The man she called Papa seemed the leader of the gathered knights based on the deference that was paid to him. He turned, the amused look on his face growing as he caught site of Edgar. With a fatherly smile aimed at the girl, he said, “Thank you for saving the Princess Sir Knight! How may we reward you? And how might you be called?”
Edgar was nonplussed. It seemed that he was being addressed by the king. He stumbled off his mule, tripped into a bow, and then hesitantly said, “I am really no one your highness. And I have done nothing of note.” The princess frowned and looked pleadingly at her father, insisting he reward her hero.
The king’s smile lessened only slightly. “Surely the princess could not be mistaken. Come man, humility aside, name your reward.”

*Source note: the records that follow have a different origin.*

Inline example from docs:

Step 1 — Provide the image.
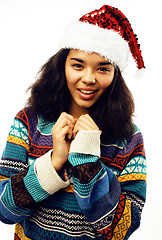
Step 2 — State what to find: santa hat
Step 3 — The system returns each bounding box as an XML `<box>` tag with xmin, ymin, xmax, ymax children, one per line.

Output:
<box><xmin>60</xmin><ymin>5</ymin><xmax>145</xmax><ymax>71</ymax></box>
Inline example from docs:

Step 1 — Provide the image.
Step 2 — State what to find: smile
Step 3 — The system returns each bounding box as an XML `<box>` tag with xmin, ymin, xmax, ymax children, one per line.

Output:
<box><xmin>77</xmin><ymin>89</ymin><xmax>98</xmax><ymax>100</ymax></box>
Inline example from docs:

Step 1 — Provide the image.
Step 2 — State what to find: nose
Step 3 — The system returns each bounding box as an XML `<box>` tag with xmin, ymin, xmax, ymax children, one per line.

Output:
<box><xmin>82</xmin><ymin>69</ymin><xmax>96</xmax><ymax>84</ymax></box>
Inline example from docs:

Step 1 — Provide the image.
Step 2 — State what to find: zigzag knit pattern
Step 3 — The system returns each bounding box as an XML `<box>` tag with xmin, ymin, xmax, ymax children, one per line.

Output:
<box><xmin>0</xmin><ymin>108</ymin><xmax>146</xmax><ymax>240</ymax></box>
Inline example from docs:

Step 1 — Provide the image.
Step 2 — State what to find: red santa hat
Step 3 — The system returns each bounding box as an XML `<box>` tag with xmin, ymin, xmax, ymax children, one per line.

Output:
<box><xmin>60</xmin><ymin>5</ymin><xmax>145</xmax><ymax>71</ymax></box>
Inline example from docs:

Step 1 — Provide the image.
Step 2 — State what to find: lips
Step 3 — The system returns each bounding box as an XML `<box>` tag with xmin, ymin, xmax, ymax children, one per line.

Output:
<box><xmin>77</xmin><ymin>88</ymin><xmax>98</xmax><ymax>100</ymax></box>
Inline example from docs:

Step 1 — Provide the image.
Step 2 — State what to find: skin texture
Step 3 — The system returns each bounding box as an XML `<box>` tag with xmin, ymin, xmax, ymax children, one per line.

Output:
<box><xmin>51</xmin><ymin>49</ymin><xmax>114</xmax><ymax>171</ymax></box>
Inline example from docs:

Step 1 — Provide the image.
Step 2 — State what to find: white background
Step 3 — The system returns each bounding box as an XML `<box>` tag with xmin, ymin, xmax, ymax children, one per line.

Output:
<box><xmin>0</xmin><ymin>0</ymin><xmax>162</xmax><ymax>240</ymax></box>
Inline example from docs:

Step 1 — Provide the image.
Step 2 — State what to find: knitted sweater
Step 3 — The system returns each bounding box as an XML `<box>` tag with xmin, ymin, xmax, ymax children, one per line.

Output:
<box><xmin>0</xmin><ymin>108</ymin><xmax>146</xmax><ymax>240</ymax></box>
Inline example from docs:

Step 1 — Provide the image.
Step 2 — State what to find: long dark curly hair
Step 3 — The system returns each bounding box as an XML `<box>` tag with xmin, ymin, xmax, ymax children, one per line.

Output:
<box><xmin>27</xmin><ymin>49</ymin><xmax>134</xmax><ymax>142</ymax></box>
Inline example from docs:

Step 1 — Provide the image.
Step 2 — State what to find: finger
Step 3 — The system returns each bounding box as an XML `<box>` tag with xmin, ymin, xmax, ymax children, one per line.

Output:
<box><xmin>54</xmin><ymin>112</ymin><xmax>76</xmax><ymax>129</ymax></box>
<box><xmin>77</xmin><ymin>114</ymin><xmax>99</xmax><ymax>130</ymax></box>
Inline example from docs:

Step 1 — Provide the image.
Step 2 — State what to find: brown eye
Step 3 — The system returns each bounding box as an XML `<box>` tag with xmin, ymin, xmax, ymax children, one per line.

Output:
<box><xmin>73</xmin><ymin>63</ymin><xmax>83</xmax><ymax>69</ymax></box>
<box><xmin>98</xmin><ymin>67</ymin><xmax>109</xmax><ymax>72</ymax></box>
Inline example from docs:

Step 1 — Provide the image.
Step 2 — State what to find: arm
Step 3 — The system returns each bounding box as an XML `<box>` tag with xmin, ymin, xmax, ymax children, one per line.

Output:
<box><xmin>69</xmin><ymin>125</ymin><xmax>146</xmax><ymax>239</ymax></box>
<box><xmin>0</xmin><ymin>111</ymin><xmax>69</xmax><ymax>224</ymax></box>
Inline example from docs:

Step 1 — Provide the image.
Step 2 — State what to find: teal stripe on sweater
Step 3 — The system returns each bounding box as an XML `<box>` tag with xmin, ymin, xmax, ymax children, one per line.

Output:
<box><xmin>24</xmin><ymin>163</ymin><xmax>50</xmax><ymax>202</ymax></box>
<box><xmin>68</xmin><ymin>153</ymin><xmax>98</xmax><ymax>167</ymax></box>
<box><xmin>9</xmin><ymin>119</ymin><xmax>29</xmax><ymax>145</ymax></box>
<box><xmin>2</xmin><ymin>142</ymin><xmax>27</xmax><ymax>162</ymax></box>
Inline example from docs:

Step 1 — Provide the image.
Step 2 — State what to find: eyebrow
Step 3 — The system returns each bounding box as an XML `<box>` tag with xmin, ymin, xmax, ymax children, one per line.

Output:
<box><xmin>70</xmin><ymin>58</ymin><xmax>111</xmax><ymax>66</ymax></box>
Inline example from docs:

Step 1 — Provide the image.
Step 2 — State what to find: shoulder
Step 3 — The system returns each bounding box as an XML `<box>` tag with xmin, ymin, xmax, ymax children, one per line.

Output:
<box><xmin>15</xmin><ymin>107</ymin><xmax>38</xmax><ymax>129</ymax></box>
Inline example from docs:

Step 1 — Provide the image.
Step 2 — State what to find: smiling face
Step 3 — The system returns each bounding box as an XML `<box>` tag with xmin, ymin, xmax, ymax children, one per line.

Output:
<box><xmin>65</xmin><ymin>49</ymin><xmax>115</xmax><ymax>116</ymax></box>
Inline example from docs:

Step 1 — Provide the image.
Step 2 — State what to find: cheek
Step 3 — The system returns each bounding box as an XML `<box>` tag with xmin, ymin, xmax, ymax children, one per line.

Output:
<box><xmin>100</xmin><ymin>79</ymin><xmax>113</xmax><ymax>91</ymax></box>
<box><xmin>65</xmin><ymin>70</ymin><xmax>77</xmax><ymax>86</ymax></box>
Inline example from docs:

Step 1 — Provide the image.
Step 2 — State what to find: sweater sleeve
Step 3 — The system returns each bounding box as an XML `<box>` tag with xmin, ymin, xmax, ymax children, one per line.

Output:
<box><xmin>0</xmin><ymin>111</ymin><xmax>69</xmax><ymax>224</ymax></box>
<box><xmin>69</xmin><ymin>131</ymin><xmax>146</xmax><ymax>240</ymax></box>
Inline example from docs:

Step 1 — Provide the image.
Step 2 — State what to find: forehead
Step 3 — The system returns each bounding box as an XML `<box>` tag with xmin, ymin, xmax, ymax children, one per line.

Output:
<box><xmin>68</xmin><ymin>49</ymin><xmax>109</xmax><ymax>63</ymax></box>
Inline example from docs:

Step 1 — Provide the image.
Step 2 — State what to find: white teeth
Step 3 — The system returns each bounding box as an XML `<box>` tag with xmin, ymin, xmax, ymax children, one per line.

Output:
<box><xmin>80</xmin><ymin>90</ymin><xmax>95</xmax><ymax>94</ymax></box>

Edgar thought for a moment, not sure what to say. Sudden inspiration hit, and he said, “If it would please your highness, maybe you could excuse my small town from fighting in this battle. They are but unprepared farmers, and they could be no match for soldiers such as I see before me. Spare their lives, and I will consider myself rewarded.”
The king looked totally startled. Then a look of understanding brightened his face even more. “You are from Trifling,” he stated. “Is this who we have to battle? That fool! All this over a poor choice of words!” He looked around at the soldiers surrounding him. “We leave the field tonight! This ‘war’ will not be fought. I will not slaughter untrained innocents over the sullied pride of a foolish man!” Looking back at Edgar, he more sedately said, “You are a wise and noble man, Sir Knight. You have saved your kingdom, even if your king does not deserve it. We will make sure that your worth is spread throughout the wide lands. But YOUR camp is that way.” He pointed off in the distance, where Edgar could see another set of fires. He mounted his mule, preparing to head over to his countrymen, as the camp was suddenly awash with activity. None of the Distrait soldiers seemed to notice him anymore.
Just as he started moving, a small hand on his leg stopped him. “Night, night, Night Knight!” she said, and then ran off after her father.